Based on the cluster analysis above on 5.03.23, 15 clusters appears to have the most data and exclude outliers so will use that number for selection 

In [11]:
CLUSTER_NUM=15

common_params = {
    "n_init": "auto",
    "random_state": 42,
    "init":"random"
}

In [12]:
%%time
if glob.glob('kmeans_land_fit.pkl'):
    with open('kmeans_land_fit.pkl', 'rb') as f: kme_land_random = pickle.load(f)
else:
    kme_land_random = KMeans(n_clusters=CLUSTER_NUM, **common_params).fit(X_land)
kmeans_output_land_random = kme_land_random.predict(X_land)

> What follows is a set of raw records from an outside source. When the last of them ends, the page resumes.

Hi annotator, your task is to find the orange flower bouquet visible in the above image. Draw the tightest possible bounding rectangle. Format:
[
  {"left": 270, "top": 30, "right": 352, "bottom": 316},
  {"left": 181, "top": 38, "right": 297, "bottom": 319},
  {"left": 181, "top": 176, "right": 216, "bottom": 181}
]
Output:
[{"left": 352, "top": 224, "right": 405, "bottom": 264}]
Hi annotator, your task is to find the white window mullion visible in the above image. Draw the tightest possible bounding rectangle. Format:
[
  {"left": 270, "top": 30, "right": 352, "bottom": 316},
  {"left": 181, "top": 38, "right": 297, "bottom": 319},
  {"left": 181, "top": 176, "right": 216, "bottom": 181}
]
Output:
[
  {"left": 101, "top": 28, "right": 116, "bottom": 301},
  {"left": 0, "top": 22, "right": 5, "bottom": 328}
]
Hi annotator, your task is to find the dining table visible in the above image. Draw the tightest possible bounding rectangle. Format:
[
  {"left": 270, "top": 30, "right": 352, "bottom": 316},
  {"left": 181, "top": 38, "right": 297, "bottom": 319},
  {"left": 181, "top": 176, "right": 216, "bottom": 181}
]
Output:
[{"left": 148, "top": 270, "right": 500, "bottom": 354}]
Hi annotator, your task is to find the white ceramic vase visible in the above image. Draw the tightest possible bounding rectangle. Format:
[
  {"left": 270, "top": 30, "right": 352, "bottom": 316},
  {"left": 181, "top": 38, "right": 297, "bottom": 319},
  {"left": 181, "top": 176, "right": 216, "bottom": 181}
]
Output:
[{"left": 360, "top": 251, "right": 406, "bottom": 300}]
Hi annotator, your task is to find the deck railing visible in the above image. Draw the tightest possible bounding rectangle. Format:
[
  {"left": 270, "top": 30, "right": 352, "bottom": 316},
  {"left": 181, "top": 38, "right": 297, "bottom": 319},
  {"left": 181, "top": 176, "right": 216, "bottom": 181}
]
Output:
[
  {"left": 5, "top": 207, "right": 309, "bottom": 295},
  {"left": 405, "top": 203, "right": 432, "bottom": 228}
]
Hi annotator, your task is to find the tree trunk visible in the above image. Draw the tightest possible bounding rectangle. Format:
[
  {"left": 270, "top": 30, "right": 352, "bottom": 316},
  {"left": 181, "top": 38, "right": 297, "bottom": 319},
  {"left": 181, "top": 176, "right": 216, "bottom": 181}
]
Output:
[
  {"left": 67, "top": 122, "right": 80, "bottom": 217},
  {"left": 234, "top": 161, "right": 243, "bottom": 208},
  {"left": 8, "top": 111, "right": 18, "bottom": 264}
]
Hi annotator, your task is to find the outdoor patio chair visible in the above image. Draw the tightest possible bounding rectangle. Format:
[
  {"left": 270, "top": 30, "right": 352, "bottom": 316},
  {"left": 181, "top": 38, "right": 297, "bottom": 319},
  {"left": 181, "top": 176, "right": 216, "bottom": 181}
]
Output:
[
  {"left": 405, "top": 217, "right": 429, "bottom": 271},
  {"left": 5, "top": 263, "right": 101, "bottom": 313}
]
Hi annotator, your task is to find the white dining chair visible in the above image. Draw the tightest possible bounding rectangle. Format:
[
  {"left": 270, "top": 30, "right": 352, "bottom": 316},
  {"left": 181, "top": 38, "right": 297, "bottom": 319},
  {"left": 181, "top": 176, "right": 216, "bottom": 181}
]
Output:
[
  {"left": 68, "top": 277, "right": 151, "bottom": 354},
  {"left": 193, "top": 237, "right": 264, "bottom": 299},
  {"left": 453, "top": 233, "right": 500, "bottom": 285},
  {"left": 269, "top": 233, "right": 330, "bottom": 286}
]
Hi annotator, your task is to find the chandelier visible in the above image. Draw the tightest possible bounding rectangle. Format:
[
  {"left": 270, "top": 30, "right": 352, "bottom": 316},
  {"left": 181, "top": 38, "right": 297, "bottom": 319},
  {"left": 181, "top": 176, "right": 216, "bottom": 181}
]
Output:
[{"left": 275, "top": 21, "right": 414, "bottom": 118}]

CPU times: user 206 ms, sys: 127 ms, total: 333 ms
Wall time: 238 ms


In [13]:
%%time
if glob.glob('kmeans_water_fit.pkl'):
    with open('kmeans_water_fit.pkl', 'rb') as f: kme_water_random = pickle.load(f)
    print(kme_water_random)
else: 
    kme_water_random = KMeans(n_clusters=CLUSTER_NUM, **common_params).fit(X_water)
kmeans_output_water_random = kme_water_random.predict(X_water)

KMeans(init='random', n_clusters=15, n_init='auto', random_state=42)
CPU times: user 294 ms, sys: 66.5 ms, total: 360 ms
Wall time: 90.9 ms


### Even Balanced Random pulled datapoints

In [14]:
COUNT_EVEN_BALANCE_LAND = np.inf
COUNT_EVEN_BALANCE_WATER = np.inf
for cluster in np.unique(kmeans_output_water_random):
    land_num = len(np.where(kmeans_output_land_random == cluster)[0])
    water_num = len(np.where(kmeans_output_water_random == cluster)[0])
    if land_num < COUNT_EVEN_BALANCE_LAND: COUNT_EVEN_BALANCE_LAND = land_num
    if water_num < COUNT_EVEN_BALANCE_WATER: COUNT_EVEN_BALANCE_WATER = water_num
    
print(COUNT_EVEN_BALANCE_LAND, COUNT_EVEN_BALANCE_WATER)
if COUNT_EVEN_BALANCE_LAND < COUNT_EVEN_BALANCE_WATER:
    COUNT = COUNT_EVEN_BALANCE_LAND
else: 
    COUNT = COUNT_EVEN_BALANCE_WATER
print(COUNT,COUNT_EVEN_BALANCE_LAND,COUNT_EVEN_BALANCE_WATER)

916 8828
916 916 8828


In [19]:
# np.random.seed(42)
random_ind_land = np.array([])
random_ind_water = []

for cluster in np.unique(kmeans_output_water_random):
    print(f'cluster {cluster}')
    cluster_ind_water = np.where(kmeans_output_water_random == cluster)[0]
    random_pts_water = np.random.choice(cluster_ind_water,COUNT,replace=False)
    max_X_random_water = np.nanmax(X_water['sur_refl_b01_1'].iloc[random_pts_water])
    if max_X_random_water < 10000:
        random_ind_water = np.append(random_ind_water, random_pts_water)
    else: 
        print(f'Cluster {cluster} contains outliers')
        continue
    cluster_ind_land = np.where(kmeans_output_land_random == cluster)[0]
    random_pts_land = np.random.choice(cluster_ind_land,COUNT,replace=False)
    random_ind_land = np.append(random_ind_land, random_pts_land)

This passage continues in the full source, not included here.